In short, as organisations grow larger they become insular and complacent. People focus more on avoiding mistakes and securing their own positions than worrying about what customers care about. Inefficiencies and duplications creep in. Employees become detached and disengaged. The organisation becomes aimless and inert. This is what I mean by entropy.
The trouble is, all three processes are under way at the same time. While top executives are struggling to impose structure through their top-down designs, and while well-intentioned junior people are trying to create emergent order, there are also invisible but powerful forces pushing the other way. The result is that everyone is running very fast just to stand still.
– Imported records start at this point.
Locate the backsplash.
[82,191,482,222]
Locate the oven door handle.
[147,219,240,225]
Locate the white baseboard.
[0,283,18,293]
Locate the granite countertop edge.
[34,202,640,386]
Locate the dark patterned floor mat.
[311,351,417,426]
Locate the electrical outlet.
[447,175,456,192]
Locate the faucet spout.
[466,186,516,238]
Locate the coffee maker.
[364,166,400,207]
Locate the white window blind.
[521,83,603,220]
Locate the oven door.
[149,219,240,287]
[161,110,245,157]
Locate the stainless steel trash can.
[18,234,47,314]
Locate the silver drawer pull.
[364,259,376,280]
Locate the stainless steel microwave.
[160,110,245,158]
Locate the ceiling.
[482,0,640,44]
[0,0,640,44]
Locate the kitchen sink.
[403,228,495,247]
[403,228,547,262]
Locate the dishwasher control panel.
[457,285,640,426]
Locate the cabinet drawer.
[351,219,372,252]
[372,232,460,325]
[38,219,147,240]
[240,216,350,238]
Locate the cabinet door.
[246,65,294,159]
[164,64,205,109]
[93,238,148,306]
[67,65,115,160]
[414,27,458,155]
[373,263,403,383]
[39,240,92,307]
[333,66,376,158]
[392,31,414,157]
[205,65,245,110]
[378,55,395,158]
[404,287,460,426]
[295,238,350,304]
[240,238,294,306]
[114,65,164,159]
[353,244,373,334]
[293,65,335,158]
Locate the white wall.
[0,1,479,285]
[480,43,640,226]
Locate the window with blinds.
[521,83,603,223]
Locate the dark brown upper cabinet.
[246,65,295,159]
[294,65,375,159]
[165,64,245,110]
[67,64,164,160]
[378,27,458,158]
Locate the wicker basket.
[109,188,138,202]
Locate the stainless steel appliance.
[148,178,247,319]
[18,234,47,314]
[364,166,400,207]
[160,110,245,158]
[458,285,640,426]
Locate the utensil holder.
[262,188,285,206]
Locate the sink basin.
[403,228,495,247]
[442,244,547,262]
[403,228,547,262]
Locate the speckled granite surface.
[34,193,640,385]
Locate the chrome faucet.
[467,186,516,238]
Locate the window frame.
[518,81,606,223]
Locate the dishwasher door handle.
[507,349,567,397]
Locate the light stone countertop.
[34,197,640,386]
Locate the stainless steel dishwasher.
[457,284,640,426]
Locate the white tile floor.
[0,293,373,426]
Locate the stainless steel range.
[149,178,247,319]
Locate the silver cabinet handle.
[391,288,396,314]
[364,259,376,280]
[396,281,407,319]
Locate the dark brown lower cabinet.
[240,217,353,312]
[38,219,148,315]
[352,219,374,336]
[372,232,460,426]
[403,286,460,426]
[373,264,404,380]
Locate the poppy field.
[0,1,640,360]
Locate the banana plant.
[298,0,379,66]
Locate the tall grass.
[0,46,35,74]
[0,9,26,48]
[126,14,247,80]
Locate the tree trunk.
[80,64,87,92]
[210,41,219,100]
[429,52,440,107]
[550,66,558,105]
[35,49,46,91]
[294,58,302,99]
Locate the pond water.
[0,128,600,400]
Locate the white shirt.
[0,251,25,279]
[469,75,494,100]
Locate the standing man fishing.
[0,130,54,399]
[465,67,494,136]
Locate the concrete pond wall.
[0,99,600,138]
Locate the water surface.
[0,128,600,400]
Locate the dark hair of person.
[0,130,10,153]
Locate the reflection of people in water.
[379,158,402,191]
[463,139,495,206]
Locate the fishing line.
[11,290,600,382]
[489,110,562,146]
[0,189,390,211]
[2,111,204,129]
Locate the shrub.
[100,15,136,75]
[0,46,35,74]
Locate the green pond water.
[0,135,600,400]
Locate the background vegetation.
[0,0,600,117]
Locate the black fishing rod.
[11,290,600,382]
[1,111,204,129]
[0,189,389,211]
The executive’s job is managing complexity. So what can we do differently?
This is the equivalent of tidying your teenager’s room. It involves periodically taking out layers of management, getting rid of old bureaucratic processes that are no longer fit for purpose, or replacing the old IT system. It is thankless work, and doesn’t appear to add any value, but it is necessary.
This is the equivalent of giving a bunch of bored teenagers a bat and ball to play with. It is about providing employees with a clear and compelling reason to work together to achieve some sort of worthwhile objective. It isn’t easy to do, but when it works out the rewards are enormous.
Recall that the more open a system is to external sources of energy, the easier it is to harness the forces of emergence rather than entropy. What this means in practice is that leaders have to continually look for ways of bringing new perspectives into their company, and exposing internally focused procedures to external scrutiny.
There are plenty of other ways of increasing openness: refreshing a management team with outside hires, transferring employees across divisional boundaries, making people explicitly accountable to external stakeholders, collaborating with suppliers and partners, and conducting experiments in ‘open innovation’. These are valuable things to do in their own right, but in addition they have the broader positive benefit that they help to keep the forces of entropy at bay.
The bottom line is that managing complexity is a real art. It has to be tackled in a thoughtful and holistic way. Leaders need to think about both faces of complexity – the costs and the benefits. And they need to develop an understanding of the social dynamics through which it emerges.